Apple accélère pour éviter les sanctions européennes visant son App Store

Image d'illustration. AppleADN
Apple se retrouve sous la pression des autorités européennes, qui examinent de près ses pratiques sur l’App Store. Le groupe américain tente d’échapper à d’éventuelles sanctions financières imposées par l’Union européenne dans ce dossier sensible.
Tl;dr
- Apple négocie avec la Commission européenne pour éviter de lourdes amendes.
- L’UE exige une modification des règles de l’App Store avant jeudi.
- Le Core Technology Fee et les relations transatlantiques en toile de fond.
Ultimatum européen pour Apple
Alors que le temps presse, Apple tente d’échapper à de potentielles sanctions financières imposées par la Commission européenne (CE). Selon des sources relayées par le Financial Times (FT), le groupe californien mène des négociations de la dernière chance pour se conformer au Digital Markets Act (DMA), ce texte qui bouleverse les pratiques des géants du numérique sur le Vieux Continent. L’échéance approche : il ne reste que quelques heures à Apple pour ajuster ses conditions sur l’App Store, sous peine de voir les pénalités s’alourdir à partir du jeudi 26 juin.

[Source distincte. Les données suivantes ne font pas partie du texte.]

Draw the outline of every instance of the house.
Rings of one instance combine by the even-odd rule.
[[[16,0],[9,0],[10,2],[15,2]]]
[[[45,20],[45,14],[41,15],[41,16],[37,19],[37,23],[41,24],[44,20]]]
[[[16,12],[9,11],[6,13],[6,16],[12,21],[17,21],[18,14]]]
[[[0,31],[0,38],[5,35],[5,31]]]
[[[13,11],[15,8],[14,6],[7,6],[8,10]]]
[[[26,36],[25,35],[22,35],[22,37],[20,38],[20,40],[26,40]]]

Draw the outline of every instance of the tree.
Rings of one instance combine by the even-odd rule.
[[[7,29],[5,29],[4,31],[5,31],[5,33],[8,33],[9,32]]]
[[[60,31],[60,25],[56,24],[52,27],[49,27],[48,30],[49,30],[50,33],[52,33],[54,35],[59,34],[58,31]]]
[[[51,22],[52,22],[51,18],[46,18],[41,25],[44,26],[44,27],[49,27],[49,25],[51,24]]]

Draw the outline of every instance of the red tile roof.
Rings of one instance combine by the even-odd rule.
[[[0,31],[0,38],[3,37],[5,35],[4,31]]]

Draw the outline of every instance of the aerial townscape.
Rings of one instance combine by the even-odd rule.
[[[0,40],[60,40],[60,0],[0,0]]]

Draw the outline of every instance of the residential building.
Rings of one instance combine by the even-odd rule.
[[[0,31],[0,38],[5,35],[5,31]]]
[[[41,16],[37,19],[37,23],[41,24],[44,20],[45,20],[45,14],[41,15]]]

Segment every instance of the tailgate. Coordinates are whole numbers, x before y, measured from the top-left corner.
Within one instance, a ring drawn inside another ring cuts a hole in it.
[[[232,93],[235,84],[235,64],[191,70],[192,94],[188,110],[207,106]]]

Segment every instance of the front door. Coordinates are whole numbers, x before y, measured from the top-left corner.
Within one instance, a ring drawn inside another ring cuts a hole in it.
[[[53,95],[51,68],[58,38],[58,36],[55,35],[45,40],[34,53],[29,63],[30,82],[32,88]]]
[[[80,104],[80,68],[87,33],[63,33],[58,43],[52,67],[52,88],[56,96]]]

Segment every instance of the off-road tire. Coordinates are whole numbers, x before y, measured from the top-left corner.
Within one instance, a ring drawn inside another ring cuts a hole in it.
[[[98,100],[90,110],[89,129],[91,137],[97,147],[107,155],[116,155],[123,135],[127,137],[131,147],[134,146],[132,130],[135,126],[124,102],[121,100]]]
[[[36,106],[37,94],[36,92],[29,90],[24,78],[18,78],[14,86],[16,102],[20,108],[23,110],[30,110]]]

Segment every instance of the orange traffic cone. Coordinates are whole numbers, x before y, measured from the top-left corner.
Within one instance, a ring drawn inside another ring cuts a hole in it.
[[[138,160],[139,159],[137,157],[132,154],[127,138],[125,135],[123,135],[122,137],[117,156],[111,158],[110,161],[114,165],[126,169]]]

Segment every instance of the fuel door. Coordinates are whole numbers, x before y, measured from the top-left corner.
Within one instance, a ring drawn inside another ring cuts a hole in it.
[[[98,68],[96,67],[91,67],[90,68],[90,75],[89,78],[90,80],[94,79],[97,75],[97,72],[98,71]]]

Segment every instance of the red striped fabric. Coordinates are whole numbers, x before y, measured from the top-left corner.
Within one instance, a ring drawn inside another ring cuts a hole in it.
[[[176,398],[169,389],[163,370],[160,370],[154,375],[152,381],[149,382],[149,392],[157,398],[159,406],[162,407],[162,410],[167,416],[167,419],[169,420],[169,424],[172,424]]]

Pressions et sanctions déjà en place
Pour mémoire, un précédent revers financier a déjà frappé la firme à la pomme cette année. Une sanction de 500 millions d’euros avait été infligée à l’entreprise pour entrave aux obligations européennes, notamment parce qu’elle empêchait les développeurs de rediriger leurs utilisateurs vers des offres alternatives ou des systèmes de paiement hors App Store. À la suite de cette décision, la CE avait donné un délai de deux mois à Apple afin qu’elle revoie sa politique, faute de quoi, la menace plane d’amendes pouvant atteindre jusqu’à 5 % du chiffre d’affaires mondial quotidien. Dans ce contexte tendu, il semblerait qu’Apple prépare actuellement plusieurs concessions dans l’espoir de suspendre une escalade punitive.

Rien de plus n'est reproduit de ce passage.